Cross-harness distribution
| Component | Total | Claude Code | Gemini CLI | Claude Code native |
|---|---|---|---|---|
| Agents | 62 | Shared (AGENTS.md) | Shared (AGENTS.md) | 12 |
| Commands | 74 | Shared | Instruction-based | 31 |
| Skills | 228 | Shared | 10 (native format) | 37 |
Supported tools
| Tool | MCP registered | Cognitive bootstrap |
|---|---|---|
| Claude Code | Yes | Yes — protocol injected into ~/.claude/CLAUDE.md |
| Antigravity CLI (AGY) | Yes | Yes — protocol injected into ~/.gemini/GEMINI.md |
| Gemini CLI | Yes | Yes — protocol injected into ~/.gemini/GEMINI.md |
| Cursor | Yes | Yes — protocol injected into global cursor.rules setting |
| Codex CLI | Yes | Yes — persistent_instructions appended to ~/.codex/config.toml |
| OpenCode | Yes | Yes — protocol written to ~/.opencode/instructions/EGC_MEMORY.md |
| Kiro | Yes | Yes — session hooks installed to ~/.kiro/hooks/ |
| Trae | Context injection | Yes — protocol written to ~/.trae/MEMORY.md |
| CodeBuddy | Context injection | Yes — protocol written to ~/.codebuddy/MEMORY.md |
| Obsidian | Yes — if already configured, synced to all tools | N/A |
If you use Obsidian and have the Obsidian MCP server configured, the installer detects it automatically and gives every AI tool in your setup direct access to your vault — read notes, search, write — without any extra configuration.
MCP servers
EGC runs two local MCP servers over stdio.

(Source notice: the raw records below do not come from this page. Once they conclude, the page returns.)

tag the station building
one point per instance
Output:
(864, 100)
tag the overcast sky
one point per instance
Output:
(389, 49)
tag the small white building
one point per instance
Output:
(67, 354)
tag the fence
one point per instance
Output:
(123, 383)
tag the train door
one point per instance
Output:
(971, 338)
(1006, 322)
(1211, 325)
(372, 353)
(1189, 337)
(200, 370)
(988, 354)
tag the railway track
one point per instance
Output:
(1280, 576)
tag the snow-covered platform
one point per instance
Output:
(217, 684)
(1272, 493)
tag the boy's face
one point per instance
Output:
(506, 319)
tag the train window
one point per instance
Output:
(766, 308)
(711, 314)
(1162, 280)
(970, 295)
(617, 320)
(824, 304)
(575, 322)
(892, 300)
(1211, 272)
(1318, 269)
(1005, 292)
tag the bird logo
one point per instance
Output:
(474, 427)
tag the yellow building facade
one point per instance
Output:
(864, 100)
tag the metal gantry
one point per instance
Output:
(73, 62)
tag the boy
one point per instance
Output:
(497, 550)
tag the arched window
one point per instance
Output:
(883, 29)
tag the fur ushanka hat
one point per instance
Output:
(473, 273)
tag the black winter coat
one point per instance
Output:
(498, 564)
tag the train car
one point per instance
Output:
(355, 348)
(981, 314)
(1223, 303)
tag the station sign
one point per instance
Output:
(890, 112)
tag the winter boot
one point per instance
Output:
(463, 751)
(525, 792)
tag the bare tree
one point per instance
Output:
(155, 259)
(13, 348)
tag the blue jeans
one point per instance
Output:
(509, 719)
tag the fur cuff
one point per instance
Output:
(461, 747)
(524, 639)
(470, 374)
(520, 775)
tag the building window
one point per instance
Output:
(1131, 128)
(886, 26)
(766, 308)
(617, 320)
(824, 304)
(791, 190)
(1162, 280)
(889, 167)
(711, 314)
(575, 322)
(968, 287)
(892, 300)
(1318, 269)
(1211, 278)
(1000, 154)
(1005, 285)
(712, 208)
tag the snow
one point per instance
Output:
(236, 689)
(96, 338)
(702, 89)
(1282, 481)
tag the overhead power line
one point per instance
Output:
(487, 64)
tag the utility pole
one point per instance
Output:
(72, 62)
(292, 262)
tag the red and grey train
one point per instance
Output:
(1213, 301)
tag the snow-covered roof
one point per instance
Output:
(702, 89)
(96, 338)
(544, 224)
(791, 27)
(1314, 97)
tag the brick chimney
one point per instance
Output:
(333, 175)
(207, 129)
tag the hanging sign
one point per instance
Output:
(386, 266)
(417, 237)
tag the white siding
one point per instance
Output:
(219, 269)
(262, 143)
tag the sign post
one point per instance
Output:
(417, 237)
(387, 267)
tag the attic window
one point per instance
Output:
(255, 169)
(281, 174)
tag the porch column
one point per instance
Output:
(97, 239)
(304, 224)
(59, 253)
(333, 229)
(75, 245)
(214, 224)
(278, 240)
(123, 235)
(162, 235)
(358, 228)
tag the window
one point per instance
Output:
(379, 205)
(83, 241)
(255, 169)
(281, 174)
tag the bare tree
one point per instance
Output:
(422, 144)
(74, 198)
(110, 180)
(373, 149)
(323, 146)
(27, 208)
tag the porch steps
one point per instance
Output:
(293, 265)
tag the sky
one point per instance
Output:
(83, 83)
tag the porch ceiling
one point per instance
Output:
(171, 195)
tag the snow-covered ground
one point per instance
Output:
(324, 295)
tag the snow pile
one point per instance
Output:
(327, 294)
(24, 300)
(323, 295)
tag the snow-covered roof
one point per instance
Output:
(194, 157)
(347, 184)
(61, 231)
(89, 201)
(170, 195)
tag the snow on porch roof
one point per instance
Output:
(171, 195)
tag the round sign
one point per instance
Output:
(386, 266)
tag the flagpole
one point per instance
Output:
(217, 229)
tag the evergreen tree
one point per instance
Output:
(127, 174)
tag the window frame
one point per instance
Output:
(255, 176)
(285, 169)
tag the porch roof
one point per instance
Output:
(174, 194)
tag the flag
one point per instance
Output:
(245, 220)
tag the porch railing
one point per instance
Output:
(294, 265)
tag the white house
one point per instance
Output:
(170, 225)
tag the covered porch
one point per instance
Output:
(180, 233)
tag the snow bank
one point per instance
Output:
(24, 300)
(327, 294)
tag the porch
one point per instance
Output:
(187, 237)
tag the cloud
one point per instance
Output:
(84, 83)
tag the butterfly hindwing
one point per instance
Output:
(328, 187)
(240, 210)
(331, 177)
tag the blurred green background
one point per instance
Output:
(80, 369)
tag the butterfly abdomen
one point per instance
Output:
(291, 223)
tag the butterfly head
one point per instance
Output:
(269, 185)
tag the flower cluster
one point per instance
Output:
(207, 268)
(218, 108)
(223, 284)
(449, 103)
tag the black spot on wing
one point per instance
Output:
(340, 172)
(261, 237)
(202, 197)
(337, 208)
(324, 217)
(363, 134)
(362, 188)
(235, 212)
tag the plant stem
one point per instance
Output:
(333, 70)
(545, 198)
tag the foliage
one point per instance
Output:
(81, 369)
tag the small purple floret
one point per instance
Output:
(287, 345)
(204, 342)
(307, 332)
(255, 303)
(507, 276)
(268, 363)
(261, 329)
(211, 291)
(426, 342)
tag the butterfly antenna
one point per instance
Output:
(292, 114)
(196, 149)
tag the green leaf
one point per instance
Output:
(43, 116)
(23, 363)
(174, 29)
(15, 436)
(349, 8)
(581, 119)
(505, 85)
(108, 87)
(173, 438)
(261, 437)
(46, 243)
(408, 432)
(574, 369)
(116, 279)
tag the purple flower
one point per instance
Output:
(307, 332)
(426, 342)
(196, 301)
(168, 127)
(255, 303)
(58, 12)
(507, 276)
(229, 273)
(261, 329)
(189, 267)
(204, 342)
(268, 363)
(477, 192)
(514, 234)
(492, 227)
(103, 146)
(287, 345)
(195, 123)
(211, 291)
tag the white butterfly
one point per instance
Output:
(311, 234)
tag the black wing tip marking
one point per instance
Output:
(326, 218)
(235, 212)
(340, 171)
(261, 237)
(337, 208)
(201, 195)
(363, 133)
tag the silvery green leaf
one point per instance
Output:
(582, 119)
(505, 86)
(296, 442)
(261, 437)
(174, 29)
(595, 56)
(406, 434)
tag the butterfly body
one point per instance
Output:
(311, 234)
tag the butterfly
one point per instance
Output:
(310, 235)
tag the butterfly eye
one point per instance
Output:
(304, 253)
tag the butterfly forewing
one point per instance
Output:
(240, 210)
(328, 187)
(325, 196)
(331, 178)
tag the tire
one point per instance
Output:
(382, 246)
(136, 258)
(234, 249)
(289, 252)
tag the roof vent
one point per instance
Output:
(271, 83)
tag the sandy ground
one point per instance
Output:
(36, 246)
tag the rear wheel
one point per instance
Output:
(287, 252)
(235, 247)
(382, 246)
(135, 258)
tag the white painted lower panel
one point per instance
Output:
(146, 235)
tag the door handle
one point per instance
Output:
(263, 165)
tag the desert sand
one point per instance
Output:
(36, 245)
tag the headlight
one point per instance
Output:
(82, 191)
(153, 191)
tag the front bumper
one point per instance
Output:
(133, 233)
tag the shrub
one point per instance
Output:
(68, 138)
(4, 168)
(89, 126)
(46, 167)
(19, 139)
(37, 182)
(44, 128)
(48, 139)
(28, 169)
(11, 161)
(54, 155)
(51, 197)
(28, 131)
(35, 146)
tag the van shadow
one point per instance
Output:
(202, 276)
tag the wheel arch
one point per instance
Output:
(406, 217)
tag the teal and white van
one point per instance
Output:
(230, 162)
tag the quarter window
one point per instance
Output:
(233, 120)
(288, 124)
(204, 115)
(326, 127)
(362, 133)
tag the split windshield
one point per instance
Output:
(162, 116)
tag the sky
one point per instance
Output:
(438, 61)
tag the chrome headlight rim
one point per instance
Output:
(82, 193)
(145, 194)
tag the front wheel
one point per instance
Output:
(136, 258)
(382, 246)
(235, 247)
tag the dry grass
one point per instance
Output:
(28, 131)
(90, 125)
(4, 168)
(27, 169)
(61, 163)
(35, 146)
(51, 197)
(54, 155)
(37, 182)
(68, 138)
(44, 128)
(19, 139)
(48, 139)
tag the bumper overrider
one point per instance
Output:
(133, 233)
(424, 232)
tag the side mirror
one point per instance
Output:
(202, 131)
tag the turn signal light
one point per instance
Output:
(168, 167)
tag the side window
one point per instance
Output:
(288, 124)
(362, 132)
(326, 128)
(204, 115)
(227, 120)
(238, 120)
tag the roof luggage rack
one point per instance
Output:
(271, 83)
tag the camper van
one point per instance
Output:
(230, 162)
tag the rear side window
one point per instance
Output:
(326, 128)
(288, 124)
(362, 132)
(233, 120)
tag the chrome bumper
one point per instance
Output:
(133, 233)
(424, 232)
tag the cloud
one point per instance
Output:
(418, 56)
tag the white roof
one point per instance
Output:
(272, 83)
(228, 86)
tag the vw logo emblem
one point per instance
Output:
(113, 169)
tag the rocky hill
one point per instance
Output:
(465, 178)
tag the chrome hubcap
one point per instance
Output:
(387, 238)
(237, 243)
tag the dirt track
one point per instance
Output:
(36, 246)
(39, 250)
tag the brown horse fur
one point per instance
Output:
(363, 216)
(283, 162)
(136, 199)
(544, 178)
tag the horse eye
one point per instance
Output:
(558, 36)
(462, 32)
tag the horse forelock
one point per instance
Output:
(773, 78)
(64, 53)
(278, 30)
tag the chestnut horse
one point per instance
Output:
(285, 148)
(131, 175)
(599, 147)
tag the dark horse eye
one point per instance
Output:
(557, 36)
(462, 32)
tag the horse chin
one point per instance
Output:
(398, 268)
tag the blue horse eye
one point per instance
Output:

egc-memory — the one you'll use every session
| Tool | What it does |
|---|---|
get_state |
Reads project memory at session start |
update_state |
Saves this session's decisions, preferences, and next steps |
store_decision |
Persists a decision to SQLite |
query_history |
Returns past decisions by timestamp |
egc-guardian — runs in the background
| Tool | What it does |
|---|---|
validate_command |
Blocks shell injection and unsafe binaries |
validate_write |
Blocks writes to sensitive paths (~/.ssh, /etc) |
reduce_context |
Deduplicates and trims Markdown payloads |
orchestrate_task |
Routes prompts to relevant agents and skills |
CLI
egc doctor # verify both servers are built and working
egc status # show the last 5 decisions in memory
egc install # install prompt library to a target harness
egc catalog # list available profiles and components
egc repair # restore drifted or missing managed files
egc auto-update # pull latest changes and reinstall managed targets
Architectural consolidation
Earlier versions of EGC explored distributed runtime concepts — FederationManager, ReplayEngine, cognitive orchestration layers, multi-provider dispatching. Those experiments were real explorations, not deception. They helped define what the project actually needed to be.
What the project actually needed was simpler and more useful: persistent memory across sessions, a validation layer, and a prompt library that works in every tool without reconfiguration.
The current runtime reflects that consolidation. Two MCP servers, local SQLite, plain Markdown state files, one install command. Everything else was removed or isolated.
The branch legacy-runtime preserves the full historical architecture for anyone who wants to study the evolution.